PaperFetch.jl helps validate BibTeX bibliographies against source metadata. It writes review reports and optional fetch manifests; it does not edit the input .bib file.

The package is built for small and medium bibliography review tasks, usually 10-100 references. It favors traceable evidence, cautious normalization, and human-readable output over bulk harvesting.

Quickstart

Activate and instantiate the package from the repository root:

using Pkg
Pkg.activate(".")
Pkg.instantiate()

Run an offline check against the included fixture metadata:

julia --project=. -e 'using PaperFetch; PaperFetch.main()' -- \
  check examples/01_exact_article.bib \
  --fixture examples/metadata_fixture.json \
  --outdir paperfetch_out

A fixture is a small JSON file containing known source metadata for examples or tests. It lets PaperFetch.jl exercise the same comparison and reporting logic without making live API requests, so results are deterministic and repeatable.

This writes:

  • paperfetch_out/01_exact_article.md
  • paperfetch_out/01_exact_article.inc

The Markdown report is for direct human review. The INC report is a CSV-like table with metadata, suitable for spreadsheets and downstream tooling. CLI report names default to the input file stem; pass --report-basename NAME to choose a different basename.

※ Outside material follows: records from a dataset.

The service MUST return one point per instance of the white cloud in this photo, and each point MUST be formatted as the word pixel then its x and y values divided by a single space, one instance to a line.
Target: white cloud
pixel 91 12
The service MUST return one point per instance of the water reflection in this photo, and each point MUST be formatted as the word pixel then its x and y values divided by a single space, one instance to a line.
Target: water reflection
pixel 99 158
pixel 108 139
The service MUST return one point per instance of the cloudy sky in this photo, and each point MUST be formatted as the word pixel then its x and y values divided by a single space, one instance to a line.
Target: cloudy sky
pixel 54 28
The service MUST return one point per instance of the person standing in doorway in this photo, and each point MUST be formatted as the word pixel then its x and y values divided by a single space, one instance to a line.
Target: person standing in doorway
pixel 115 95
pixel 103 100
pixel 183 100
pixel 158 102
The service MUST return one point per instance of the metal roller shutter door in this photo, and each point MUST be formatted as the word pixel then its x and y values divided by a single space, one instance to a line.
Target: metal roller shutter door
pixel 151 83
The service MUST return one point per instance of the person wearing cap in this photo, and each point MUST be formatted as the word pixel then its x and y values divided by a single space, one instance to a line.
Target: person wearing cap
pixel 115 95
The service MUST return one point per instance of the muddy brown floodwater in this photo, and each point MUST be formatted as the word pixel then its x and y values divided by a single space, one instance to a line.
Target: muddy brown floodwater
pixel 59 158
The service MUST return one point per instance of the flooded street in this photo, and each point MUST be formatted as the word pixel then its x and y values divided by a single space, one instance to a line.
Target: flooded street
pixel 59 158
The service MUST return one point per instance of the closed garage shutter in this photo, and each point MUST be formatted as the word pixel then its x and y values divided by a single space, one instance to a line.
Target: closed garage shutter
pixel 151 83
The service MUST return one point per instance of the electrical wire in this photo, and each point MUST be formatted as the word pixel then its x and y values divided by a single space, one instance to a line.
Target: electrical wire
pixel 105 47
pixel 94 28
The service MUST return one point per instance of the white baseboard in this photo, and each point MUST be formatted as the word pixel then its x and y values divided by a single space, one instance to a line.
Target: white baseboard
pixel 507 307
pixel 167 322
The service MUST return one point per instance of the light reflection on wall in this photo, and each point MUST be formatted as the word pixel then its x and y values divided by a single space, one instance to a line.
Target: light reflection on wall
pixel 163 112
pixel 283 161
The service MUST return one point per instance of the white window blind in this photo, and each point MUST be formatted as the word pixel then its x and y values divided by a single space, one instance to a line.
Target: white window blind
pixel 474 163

Markdown reports preserve the original BibTeX keys. Each entry has a compact general-flags table for source discovery, provider errors, required fields, PDF candidates, and confidence, followed by a field comparison table with a Flag column for green, amber, red, or ignored review signals.

Julia API Tutorial

using PaperFetch

reports = check_bibliography(
    "examples/01_exact_article.bib";
    fixture = "examples/metadata_fixture.json",
    check = :none,
)

first(reports).confidence

Write both report formats:

paths = write_reports(reports, "paperfetch_out")
paths[:markdown]
paths[:inc]

Fetch mode uses explicit PDF candidate URLs from source metadata:

results, manifest = fetch_pdfs(reports, "paperfetch_out")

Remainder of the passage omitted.